PROSPER ET GEORGE

Article publié sur Internet
entre les Lettres n°310 et 311
puis dans la Lettre 312


PROSPER ET GEORGE de Gérard Savoisien. Mise en scène Thierry Lavat avec Miren Pradier et Christophe de Mareuil.
1833, le feu et la glace, George Sand et Prosper Mérimée en plein Romantisme.
Mère inquiète, femme qui défend bec et ongles sa liberté et arbore pantalon et gilet, elle se livre follement au charme de Mérimée.
Cynique, sans entraves amoureuses, il confesse, presque avec vergogne, combien cette George l'attire et enivre ses sens.
Amours tumultueuses, sans lendemains concevables, parce qu'à trop se ressembler, on ne peut que s'affronter. Tous deux gens de lettres reconnus, ils ne concéderont jamais à l'autre une prééminence de littérateur et, au cœur de leurs véhémentes disputes, fusent les insultes les plus variées.
«
Une bourgeoise qui se donne des airs tout au plus. Un plumeau, pas une plume ! », lui lance-t-il. « Fonctionnaire vous êtes, fonctionnaire vous mourrez ! Un obscur besogneux qui noircit la page blanche ! », rétorque-t-elle…
Elle pleure de rage sur sa « vie faite de déchirures », il lui offre son grand mouchoir. « Ne change jamais », la prie-t-il avec émotion, avant de retourner à sa maîtresse Céline et à ses responsabilités de haut fonctionnaire.
Ils s'enivrent de corps et de champagne, s'entre-dévorent, rient beaucoup des savoureux portraits d'écrivains en vogue que Prosper trace avec grande verve.
S'il se montre soucieux du qu'en-dira-t-on, elle devance crânement les cancans qui traînent à son encontre.

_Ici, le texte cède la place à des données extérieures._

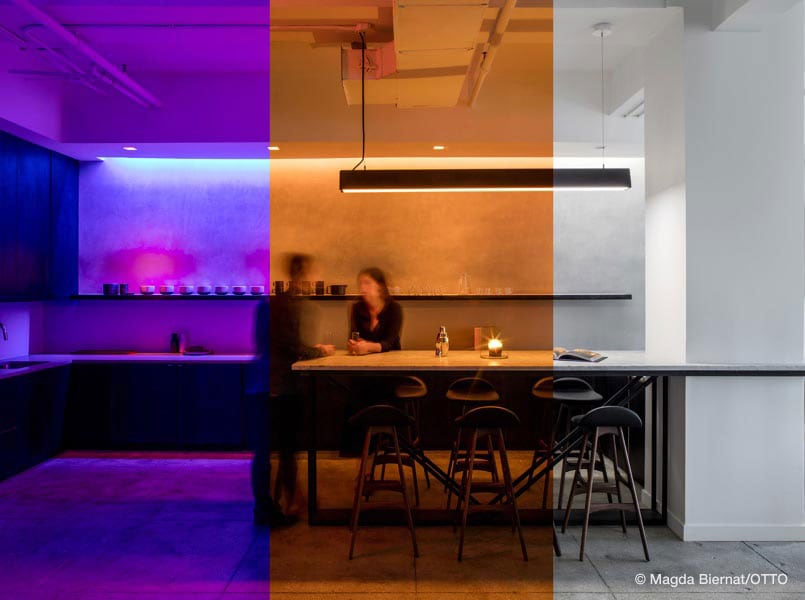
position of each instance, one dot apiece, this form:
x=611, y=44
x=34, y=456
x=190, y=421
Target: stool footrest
x=613, y=506
x=381, y=485
x=484, y=487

De concert, ils mettront fin à cette brève flambée qui les prive d'eux-mêmes, en présentant cette fulgurance comme une déception sans lendemain, pour « deux cœurs qui étaient peut-être faits l'un pour l'autre ».
Gérard Savoisien « invente » cet amour dévastateur qui les a peut-être foudroyés. Et pour légitimer cette fiction si vraisemblable, il orchestre même le silence condescendant de l'un et de l'autre sur cette parenthèse inavouable et inavouée.
La mise en scène intimiste de ce huis clos enfiévré offre aux deux acteurs remarquables, Miren Pradier et Christophe de Mareuil, le champ clos de leurs ébats et de leurs déchirements. Ah, si la littérature et ses monstres sacrés pouvaient être toujours enseignés de si convaincante manière. A.D. Théâtre du Lucernaire 6e. Reprise au Théâtre La Bruyère 9e.